New York prices seem to be about the same as SF’s, but I’ve noticed that New York seems to like public displays of expensive consumption somewhat more than SF. Many wealthy people like to display status via consumption, and there’s a lucrative market for anyone who’s able to provide goods whose primary purpose it is to signal wealth.
I got curious about how that was reflected in the restaurant scene in NY. There’s a lot of really good food here; what’s the best food I can possibly get? Interestingly, while there’s a significant number of restaurants where meals are in the $100-$300 range, there’s only one place that’s substantially above that range (Masa) and a meal there costs about $600. While $600 is a tremendous amount to spend on a single meal for most people, it’s actually surprisingly low in terms of the other sorts of things that very wealthy people spend money on.
My theory on this is that the high end restaurants are actually already making the best meals they possibly could make given no restrictions on food budgets. For a cost of a few hundred dollars per person plus margin, a restaurant could probably source the best ingredients from all over the world, hire a staff of highly talented chefs to arrange this food in in complex labor-intensive arrangements for a 10+ course tasting menu, and serve it with talented and knowledgeable serving staff in a building that’s immaculately decorated. I have a theory that a restaurant that charged $2000/person instead of a few hundred dollars a person couldn’t provide an appreciably better gustatory product.
I don’t think the reason I don’t see this is because total market for restaurants this expensive is too small. If a hypothetical $2000/person restaurant served 20 people per evening (as some of the small omakase-style sushi places do), they’d still need to find ~7000 people per year excited to pay. However, there are 1.3 million households with assets of over $10m in the US (of which ~10% might be in NYC), so I don’t think finding customers would be a problem.
This is where alcohol comes in. The alcohol industry is able to provide items of demonstrably limited supply, such as a bottle of wine from a particular noteworthy vineyard from 40 years ago. These demonstrably limited supplies allow bottles of alcohol to go for several thousands of dollars and more. This solves the problem of allowing people who want to spend an arbitrary amount of money on a meal for status-signaling purposes to do so. If the $600/person meal isn’t enough, you can tack on $3000/person in alcohol, as this Yelper did.
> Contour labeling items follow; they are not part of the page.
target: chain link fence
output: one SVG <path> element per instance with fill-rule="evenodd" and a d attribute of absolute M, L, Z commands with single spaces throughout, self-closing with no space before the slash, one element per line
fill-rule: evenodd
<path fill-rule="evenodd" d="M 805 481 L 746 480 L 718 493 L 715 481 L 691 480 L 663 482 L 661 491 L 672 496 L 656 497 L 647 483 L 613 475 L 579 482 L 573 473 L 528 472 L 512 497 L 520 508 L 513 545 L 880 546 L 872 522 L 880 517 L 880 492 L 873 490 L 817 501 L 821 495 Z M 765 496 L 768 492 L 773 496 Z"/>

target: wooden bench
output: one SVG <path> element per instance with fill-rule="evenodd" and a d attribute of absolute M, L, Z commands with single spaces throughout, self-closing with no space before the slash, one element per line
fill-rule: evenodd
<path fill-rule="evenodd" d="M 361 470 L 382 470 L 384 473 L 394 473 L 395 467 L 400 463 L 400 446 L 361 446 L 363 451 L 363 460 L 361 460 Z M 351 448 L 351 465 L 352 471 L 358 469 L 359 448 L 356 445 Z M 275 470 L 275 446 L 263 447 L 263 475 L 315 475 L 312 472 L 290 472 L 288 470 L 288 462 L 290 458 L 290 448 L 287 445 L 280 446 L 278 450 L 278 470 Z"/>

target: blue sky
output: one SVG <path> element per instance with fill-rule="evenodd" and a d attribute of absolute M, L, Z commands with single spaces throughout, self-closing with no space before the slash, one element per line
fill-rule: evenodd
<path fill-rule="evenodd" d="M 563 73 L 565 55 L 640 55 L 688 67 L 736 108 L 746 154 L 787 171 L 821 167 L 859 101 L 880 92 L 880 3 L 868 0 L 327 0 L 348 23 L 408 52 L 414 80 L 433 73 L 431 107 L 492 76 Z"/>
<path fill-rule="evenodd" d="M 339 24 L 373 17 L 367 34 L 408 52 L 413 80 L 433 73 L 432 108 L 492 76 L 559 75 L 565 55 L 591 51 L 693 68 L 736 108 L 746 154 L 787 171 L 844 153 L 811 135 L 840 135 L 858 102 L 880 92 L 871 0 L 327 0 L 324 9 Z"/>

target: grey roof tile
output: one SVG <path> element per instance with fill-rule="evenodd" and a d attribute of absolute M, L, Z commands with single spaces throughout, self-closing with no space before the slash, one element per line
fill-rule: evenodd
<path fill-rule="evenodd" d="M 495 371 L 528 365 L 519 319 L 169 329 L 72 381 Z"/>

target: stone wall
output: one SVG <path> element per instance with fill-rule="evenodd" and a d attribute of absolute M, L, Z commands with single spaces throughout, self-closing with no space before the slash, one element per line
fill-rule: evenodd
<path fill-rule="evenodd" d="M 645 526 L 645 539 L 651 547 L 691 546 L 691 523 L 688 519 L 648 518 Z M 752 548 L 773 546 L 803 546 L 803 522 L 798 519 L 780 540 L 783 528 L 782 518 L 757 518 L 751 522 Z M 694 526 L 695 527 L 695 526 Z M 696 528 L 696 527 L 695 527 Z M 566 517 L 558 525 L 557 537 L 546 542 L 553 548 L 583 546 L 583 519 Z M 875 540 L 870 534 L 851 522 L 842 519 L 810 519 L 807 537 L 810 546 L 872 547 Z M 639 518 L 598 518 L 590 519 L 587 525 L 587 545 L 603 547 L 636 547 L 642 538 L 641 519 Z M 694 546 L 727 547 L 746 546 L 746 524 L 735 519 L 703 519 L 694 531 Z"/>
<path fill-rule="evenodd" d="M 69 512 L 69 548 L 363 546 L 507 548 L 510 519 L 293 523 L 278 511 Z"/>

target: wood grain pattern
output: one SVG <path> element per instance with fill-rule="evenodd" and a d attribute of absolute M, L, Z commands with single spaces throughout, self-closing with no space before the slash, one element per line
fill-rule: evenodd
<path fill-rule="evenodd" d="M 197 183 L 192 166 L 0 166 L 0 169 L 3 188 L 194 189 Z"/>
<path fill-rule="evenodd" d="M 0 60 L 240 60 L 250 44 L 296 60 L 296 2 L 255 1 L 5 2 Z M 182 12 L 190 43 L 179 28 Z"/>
I haven’t tasted fine wine beyond the $100/bottle mark so I don’t know what the quality-to-price ratio looks like at the expensive end of the curve, but there does not seem to be a ceiling on price. People like this Yelper ended up spending only 15% of their bill at the most expensive restaurant in the US on food. (At more than one bottle of wine per person, I hope they tasted the undoubtedly delicious sushi at all :/ )

I bring all this up because although demonstrations of wealth are probably an inseparable part of human nature, they can be co-opted to make the world a better place. Tesla did this extremely well, using a $100k luxury electric sports car to build economies of scale to introduce the somewhat more inexpensive and practical (though still expensive) Model S, and then used that money to launch the Model 3. Tesla managed to build a better world by allowing wealthy people to signal wealth via a fancy electric car.
The question then comes up of what other types of products could benefit from this approach.
Philanthropy is the obvious area where this already happens a lot, with ultra-wealthy people putting up money to build hospitals, cure diseases, support cultural institutions, and so forth. Celebrating philanthropic acts by wealthy people is one way of encouraging them to continue.
However, I also think there is a range of products where enabling arbitrarily large amounts of money to be spent on them would fund R&D that would bring economies of scale that would lower costs. Note that this is different from regular economies of scale; it’s something where a product that explicitly enables wealthy people to display their wealth also happens to have a side effect of driving valuable innovation. Basically, wealth and status games could be harnessed to make the world a better place.
These include:
- Making lab-grown “clean meat” a delicacy if initial production costs are too high for the mass market: Meat is delicious and many people find it easier to stay healthy and fit as omnivores, but at some point in the future we’re all going to agree that the era of mass factory farms was an abomination. If real meat can be created without also creating a brain subjected to pain and suffering, that’s a huge win. Costs will likely decline tremendously over time.
- Space hotels: If the radical drop in launch costs with SpaceX’s rocket reusability allow a space hotel to be feasible, a lot of human space exploration technology will get developed off the money of wealthy people who want a hotel room with the ultimate view. If this ends in the long term with humans becoming an interplanetary species and surviving some future extinction-level event on Earth, this is a huge win.
- Carbon credit trophies: I’m looking forward to one of the carbon credits companies coming up with a special way of rewarding people who buy a lot of carbon credits. Maybe it’s an orb that provides live video of the forest they’ve preserved, a prominent monument in a major city that adds names and contributions of the people collectively saving the climate, or a yearly gala that rewards the biggest contributors.